Marcus turned slowly. His eyes were bloodshot, jaw shadowed with stubble. He looked like someone who'd been hollowed out.

"There was no consulting gig," he said.

On the counter beside the spinach sat a goldfish in a plastic bag—the kind you win at carnivals, the kind that die in three days. It swam in frantic circles, oblivious.

"Her name is Sarah," Marcus said. "She works in corporate intelligence. I wasn't consulting. I was being investigated."

Elena laughed—a dry, sharp thing. "A corporate spy affair? That's what we're doing now?"

"It wasn't supposed to—"

"Save it." She moved to the sink, rinsing a glass with mechanical precision. "Where's Colonel Mustard?"

"Your cat? Outside. I let him out hours ago."
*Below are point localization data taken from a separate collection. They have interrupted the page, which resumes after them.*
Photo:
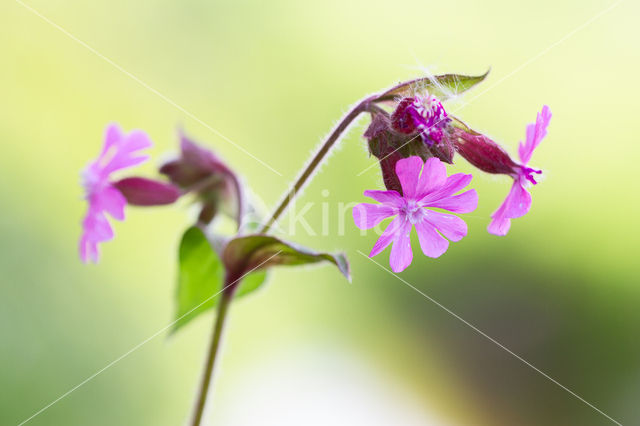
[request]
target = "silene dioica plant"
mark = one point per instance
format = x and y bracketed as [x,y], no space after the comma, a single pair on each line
[412,137]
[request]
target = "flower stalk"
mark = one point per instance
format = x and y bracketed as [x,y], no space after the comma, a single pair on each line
[363,106]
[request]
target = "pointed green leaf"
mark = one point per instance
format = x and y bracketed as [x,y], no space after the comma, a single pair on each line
[443,86]
[256,252]
[201,277]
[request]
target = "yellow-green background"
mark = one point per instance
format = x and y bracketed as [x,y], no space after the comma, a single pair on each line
[562,290]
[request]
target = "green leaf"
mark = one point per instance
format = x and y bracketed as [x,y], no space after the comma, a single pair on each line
[201,278]
[257,252]
[443,86]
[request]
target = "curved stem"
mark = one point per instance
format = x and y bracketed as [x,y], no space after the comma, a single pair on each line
[317,159]
[362,106]
[225,301]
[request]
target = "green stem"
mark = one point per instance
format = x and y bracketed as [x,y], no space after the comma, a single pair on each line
[225,301]
[363,106]
[317,159]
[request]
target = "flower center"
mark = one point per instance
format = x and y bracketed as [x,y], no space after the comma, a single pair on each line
[412,211]
[424,115]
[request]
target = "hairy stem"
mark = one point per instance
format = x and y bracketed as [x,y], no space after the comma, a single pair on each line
[223,306]
[317,159]
[363,106]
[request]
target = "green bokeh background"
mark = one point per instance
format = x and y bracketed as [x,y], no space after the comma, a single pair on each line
[562,290]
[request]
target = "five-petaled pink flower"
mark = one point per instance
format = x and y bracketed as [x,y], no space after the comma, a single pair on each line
[431,189]
[518,201]
[120,151]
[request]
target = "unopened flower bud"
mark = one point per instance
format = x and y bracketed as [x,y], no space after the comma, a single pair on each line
[482,152]
[201,172]
[421,115]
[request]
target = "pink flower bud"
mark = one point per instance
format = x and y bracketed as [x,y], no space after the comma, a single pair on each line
[482,152]
[140,191]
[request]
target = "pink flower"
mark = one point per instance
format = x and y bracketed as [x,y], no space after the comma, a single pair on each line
[431,189]
[518,201]
[120,151]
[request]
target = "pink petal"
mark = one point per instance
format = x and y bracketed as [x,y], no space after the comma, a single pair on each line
[462,203]
[137,140]
[366,216]
[432,243]
[125,152]
[452,227]
[88,250]
[535,133]
[110,200]
[387,236]
[408,172]
[453,184]
[401,254]
[433,177]
[390,198]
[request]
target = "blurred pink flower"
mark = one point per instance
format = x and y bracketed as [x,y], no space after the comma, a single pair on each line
[120,151]
[518,201]
[432,189]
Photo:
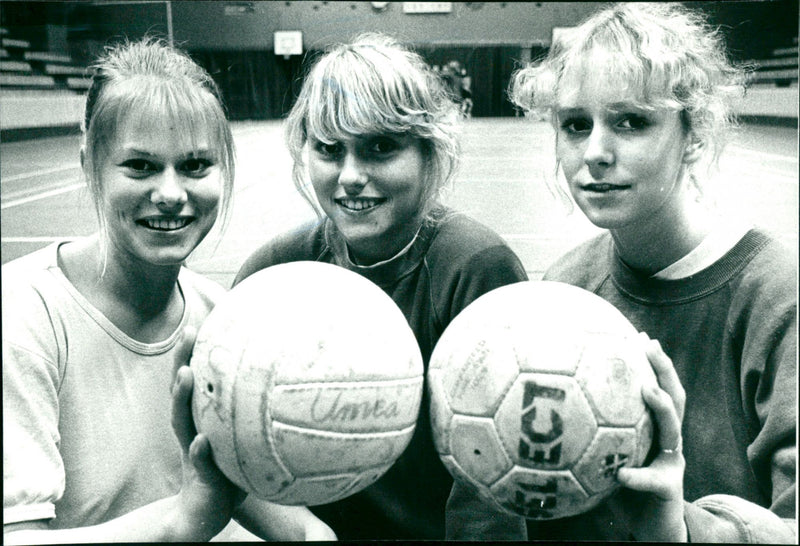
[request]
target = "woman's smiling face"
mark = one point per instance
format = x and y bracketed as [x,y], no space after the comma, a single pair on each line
[160,191]
[373,188]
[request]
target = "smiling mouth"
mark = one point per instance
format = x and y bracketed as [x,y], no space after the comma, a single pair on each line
[603,188]
[162,224]
[359,205]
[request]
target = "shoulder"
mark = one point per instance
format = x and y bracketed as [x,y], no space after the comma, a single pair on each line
[466,260]
[767,282]
[772,262]
[584,263]
[202,287]
[305,242]
[461,240]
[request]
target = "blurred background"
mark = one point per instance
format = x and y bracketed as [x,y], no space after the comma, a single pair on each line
[257,52]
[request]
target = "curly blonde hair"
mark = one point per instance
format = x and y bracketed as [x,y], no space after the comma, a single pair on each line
[668,55]
[373,85]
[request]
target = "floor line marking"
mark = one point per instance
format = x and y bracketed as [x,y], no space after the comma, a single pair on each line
[23,176]
[44,195]
[765,155]
[31,239]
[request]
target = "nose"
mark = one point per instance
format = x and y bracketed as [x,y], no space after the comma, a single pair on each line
[169,194]
[599,153]
[353,175]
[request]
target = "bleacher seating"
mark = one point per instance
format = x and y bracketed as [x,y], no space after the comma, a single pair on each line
[23,68]
[780,70]
[39,89]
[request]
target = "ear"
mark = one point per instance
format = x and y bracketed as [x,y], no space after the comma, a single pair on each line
[693,149]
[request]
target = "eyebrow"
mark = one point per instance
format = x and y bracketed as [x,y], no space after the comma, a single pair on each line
[194,153]
[613,107]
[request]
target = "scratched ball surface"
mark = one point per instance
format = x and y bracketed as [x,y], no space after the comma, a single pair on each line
[536,398]
[308,382]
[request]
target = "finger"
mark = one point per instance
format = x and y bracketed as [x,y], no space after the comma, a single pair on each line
[668,424]
[645,480]
[182,421]
[200,457]
[665,373]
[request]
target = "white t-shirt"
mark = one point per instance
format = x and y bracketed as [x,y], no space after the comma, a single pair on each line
[86,409]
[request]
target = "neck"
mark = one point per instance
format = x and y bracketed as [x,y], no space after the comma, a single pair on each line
[665,239]
[372,253]
[118,280]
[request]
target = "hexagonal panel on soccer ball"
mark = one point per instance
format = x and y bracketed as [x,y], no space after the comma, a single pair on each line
[475,374]
[611,373]
[541,494]
[475,446]
[545,421]
[611,449]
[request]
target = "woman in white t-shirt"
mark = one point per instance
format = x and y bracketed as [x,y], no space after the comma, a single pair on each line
[98,439]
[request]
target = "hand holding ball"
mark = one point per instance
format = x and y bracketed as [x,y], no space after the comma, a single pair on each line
[308,382]
[536,398]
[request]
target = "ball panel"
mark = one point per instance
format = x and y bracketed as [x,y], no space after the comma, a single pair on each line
[475,445]
[306,452]
[212,402]
[475,375]
[255,450]
[315,490]
[611,449]
[275,333]
[540,350]
[611,373]
[545,421]
[440,413]
[364,406]
[537,494]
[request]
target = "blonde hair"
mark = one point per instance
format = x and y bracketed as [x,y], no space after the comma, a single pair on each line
[150,78]
[667,54]
[373,85]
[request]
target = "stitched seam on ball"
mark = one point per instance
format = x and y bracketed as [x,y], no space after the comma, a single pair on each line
[349,385]
[346,435]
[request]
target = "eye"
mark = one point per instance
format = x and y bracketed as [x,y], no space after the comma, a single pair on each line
[196,166]
[383,145]
[325,149]
[574,126]
[139,167]
[633,122]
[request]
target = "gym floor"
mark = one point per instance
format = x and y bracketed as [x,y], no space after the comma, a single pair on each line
[502,182]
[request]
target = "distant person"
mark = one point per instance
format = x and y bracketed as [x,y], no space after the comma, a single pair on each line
[466,93]
[98,331]
[454,78]
[373,136]
[638,96]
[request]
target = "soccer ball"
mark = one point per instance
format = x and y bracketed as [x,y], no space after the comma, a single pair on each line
[308,383]
[536,398]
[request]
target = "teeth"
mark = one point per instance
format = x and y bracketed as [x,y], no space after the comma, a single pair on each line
[359,204]
[167,225]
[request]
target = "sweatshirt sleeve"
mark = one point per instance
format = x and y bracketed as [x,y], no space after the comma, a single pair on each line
[763,325]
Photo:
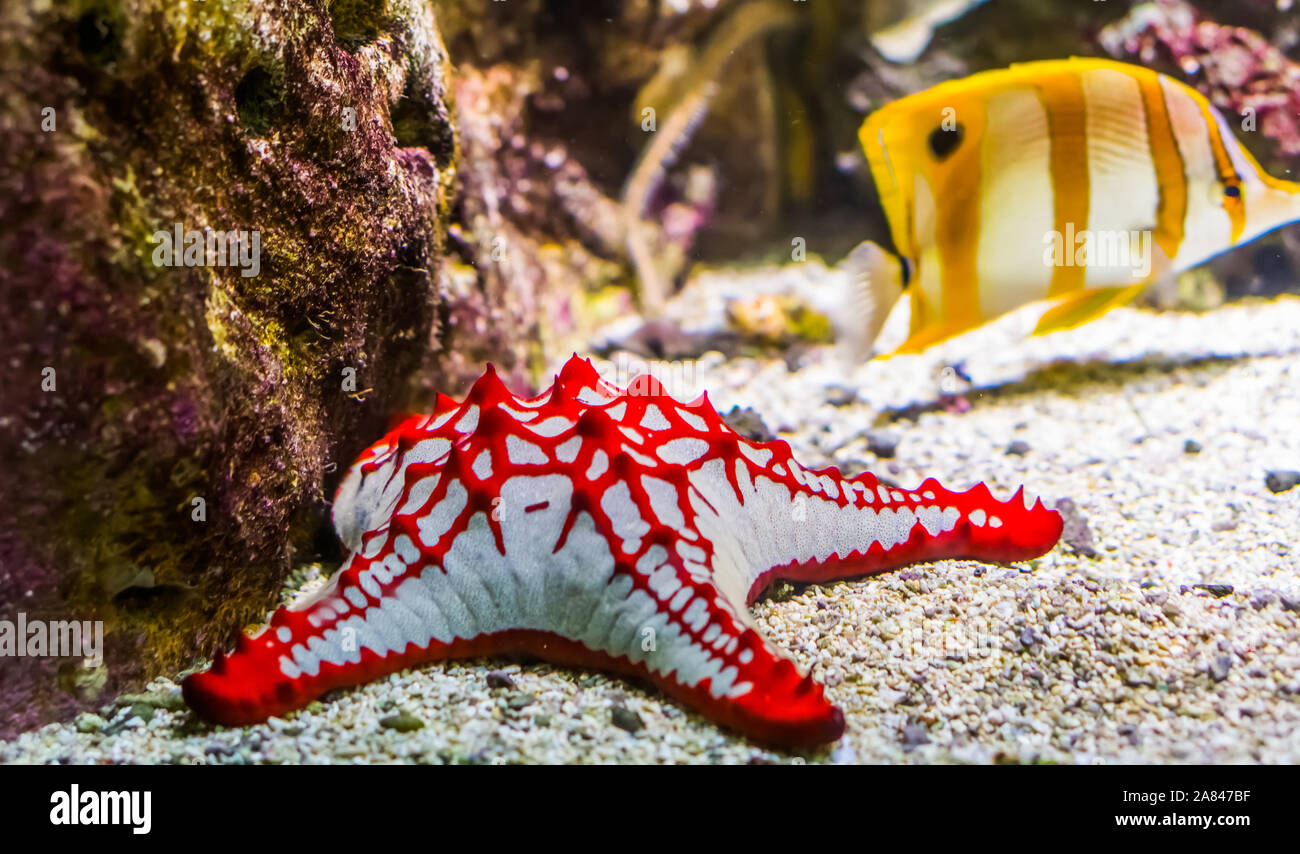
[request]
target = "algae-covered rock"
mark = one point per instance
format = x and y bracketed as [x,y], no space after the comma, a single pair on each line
[170,433]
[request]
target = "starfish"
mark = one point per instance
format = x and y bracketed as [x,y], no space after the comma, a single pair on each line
[599,528]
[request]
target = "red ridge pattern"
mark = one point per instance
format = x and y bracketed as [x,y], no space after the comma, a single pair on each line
[598,528]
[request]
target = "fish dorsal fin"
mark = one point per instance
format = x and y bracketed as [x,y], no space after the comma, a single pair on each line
[1083,306]
[874,286]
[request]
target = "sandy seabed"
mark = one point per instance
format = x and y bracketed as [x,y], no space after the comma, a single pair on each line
[1174,638]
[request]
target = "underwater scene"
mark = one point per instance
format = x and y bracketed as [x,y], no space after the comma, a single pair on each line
[649,382]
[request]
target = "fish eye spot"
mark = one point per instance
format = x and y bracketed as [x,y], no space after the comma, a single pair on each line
[944,141]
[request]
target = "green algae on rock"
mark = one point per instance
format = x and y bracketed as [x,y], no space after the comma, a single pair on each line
[169,433]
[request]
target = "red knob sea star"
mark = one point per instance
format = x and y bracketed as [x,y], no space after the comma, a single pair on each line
[598,528]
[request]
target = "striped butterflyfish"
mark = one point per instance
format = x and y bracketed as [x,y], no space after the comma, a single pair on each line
[1074,181]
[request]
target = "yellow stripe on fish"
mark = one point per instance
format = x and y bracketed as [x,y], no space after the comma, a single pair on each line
[1077,181]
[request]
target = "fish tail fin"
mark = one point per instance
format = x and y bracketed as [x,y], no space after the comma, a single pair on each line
[875,285]
[1084,306]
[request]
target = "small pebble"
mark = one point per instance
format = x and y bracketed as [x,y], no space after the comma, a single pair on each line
[883,443]
[840,395]
[914,735]
[1075,533]
[499,679]
[89,722]
[1281,481]
[749,424]
[402,722]
[627,719]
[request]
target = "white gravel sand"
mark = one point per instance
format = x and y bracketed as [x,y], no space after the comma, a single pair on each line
[1112,658]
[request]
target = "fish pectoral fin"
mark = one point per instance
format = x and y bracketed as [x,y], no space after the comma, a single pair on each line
[1084,306]
[875,285]
[926,338]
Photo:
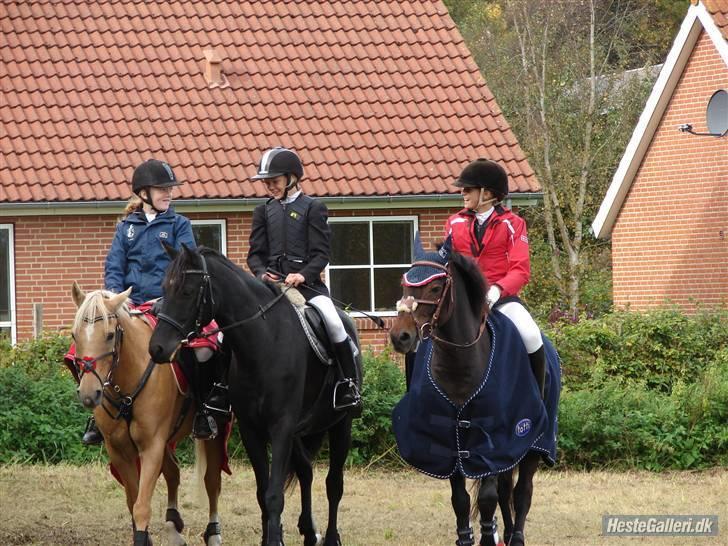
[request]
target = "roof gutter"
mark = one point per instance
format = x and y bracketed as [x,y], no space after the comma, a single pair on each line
[439,200]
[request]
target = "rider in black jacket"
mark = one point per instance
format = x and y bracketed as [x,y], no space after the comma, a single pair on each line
[289,242]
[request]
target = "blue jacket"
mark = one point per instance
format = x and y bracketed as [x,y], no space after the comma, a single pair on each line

"Of course you did." Colonel Mustard, their tabby, hated Marcus. Had always hated him, even before Elena had admitted to herself why the cat's judgment mattered more than her own happiness. "You know what the worst part is?"

Marcus didn't answer.

"I knew," she said. "Not about her. But that you were somewhere else entirely. I've known for months. I just kept hoping you'd come back."

The goldfish bumped against the plastic bag. Spinach lay like a ruined promise between them. In the distance, a cat cried out—a sound like something breaking.

"I'm sorry," Marcus said.

"No," Elena said, turning off the water. "You're just sorry you got caught. There's a difference."

She walked past him toward the bedroom, toward the suitcase she'd mentally packed for months. Behind her, the goldfish swam its endless circles, and the spinach continued its slow decay, and her husband remained in the kitchen, alone with the wreckage of everything he'd pretended to want.